Pakistan Pledges to Rein in Spending as Sharif Eyes ElectionBy , , and
Government to issue international debt this fiscal year: Dar
Rupee not overvalued, Dar sees no hike in benchmark rates
Pakistan’s Finance Minister Ishaq Dar pledged that the government wouldn’t go on on a spending binge before next year’s elections as it wants to maintain reforms made under a three-year International Monetary Fund bailout.
“We are not going to be loosening the purse, at least as long as I’m here,” Dar, 66, said in an interview in his office in the capital, Islamabad. “The policy intention of the government is not to lose gains which we have achieved so far.”
Pakistan emerged from the edge of a debt crisis in 2013, staved off when the then newly elected government of Prime Minister Nawaz Sharif submitted to the $6.6 billion IMF loan program, which ended in September. Some analysts have voiced concern that, released from the IMF’s shackles, Pakistan’s spending will surge as the country heads toward the ballot in 2018, which Sharif is widely expected to contest.
Pakistan’s public sector development program spending has more than doubled to 1.67 trillion rupees ($15.9 billion) in five years, according to budget documents.
In a document provided to Bloomberg, the Finance Ministry said it would maintain medium term spending on social and “pro-poor sectors” while reducing the fiscal deficit to 3.8 percent of gross domestic product this year, from 4.6 percent the previous year
The government also plans to tap either the international Eurobond or sukuk market toward the end of the fiscal year through June, Dar said. Pakistan issued $1 billion of five-year Islamic-compliant debt in October at 5.5 percent, despite violence on its disputed border with India casting a shadow over the sale.

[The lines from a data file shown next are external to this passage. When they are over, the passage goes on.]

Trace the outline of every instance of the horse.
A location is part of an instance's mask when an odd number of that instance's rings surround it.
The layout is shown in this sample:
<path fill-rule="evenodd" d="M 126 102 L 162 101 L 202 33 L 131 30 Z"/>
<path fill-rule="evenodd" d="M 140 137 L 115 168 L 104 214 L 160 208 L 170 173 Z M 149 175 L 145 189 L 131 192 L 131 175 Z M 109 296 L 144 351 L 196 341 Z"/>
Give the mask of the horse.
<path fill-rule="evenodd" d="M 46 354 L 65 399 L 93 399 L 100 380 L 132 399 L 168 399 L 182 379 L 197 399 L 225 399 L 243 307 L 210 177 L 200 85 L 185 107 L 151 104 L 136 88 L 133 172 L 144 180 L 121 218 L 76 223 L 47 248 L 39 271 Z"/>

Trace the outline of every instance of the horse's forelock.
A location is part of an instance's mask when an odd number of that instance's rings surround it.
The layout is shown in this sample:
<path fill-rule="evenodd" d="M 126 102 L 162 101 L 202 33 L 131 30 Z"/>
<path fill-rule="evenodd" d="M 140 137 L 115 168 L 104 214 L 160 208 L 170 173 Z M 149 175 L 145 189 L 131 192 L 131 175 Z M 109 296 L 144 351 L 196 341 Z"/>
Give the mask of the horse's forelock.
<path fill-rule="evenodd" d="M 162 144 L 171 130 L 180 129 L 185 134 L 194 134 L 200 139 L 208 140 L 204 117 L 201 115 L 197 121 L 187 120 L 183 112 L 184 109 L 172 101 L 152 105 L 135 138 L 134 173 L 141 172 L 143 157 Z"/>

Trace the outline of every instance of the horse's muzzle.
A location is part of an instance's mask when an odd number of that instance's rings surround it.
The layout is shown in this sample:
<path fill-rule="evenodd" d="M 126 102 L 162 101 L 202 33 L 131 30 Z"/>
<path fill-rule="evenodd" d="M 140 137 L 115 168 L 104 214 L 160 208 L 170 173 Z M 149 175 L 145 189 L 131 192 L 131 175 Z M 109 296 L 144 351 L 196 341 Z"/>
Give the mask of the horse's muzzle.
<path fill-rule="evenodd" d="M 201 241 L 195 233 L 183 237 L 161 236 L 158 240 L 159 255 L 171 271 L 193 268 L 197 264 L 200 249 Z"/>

“Generally we ask for $500 million, but it depends on what we get offers for,” Dar said. “Pakistan has established good ground and now has a great appetite from the foreign investors.”
Amid Pakistan’s economic stabilization and a surge of investment and loans from China valued at around $55 billion, Sharif’s government is seeking a growth rate of 7 percent by 2018, from a current 5.7 percent target for this fiscal year.
Even so, Dar said the size of Pakistan’s economy may be understated by about 20 percent to 25 percent as the base year used by the statistics agency is over a decade old. Dar has asked the Pakistan Bureau of Statistics and World Bank to start work on rebasing the GDP data, which will take nearly a year. He expected it may boost the annual growth rate by about 1 percentage point.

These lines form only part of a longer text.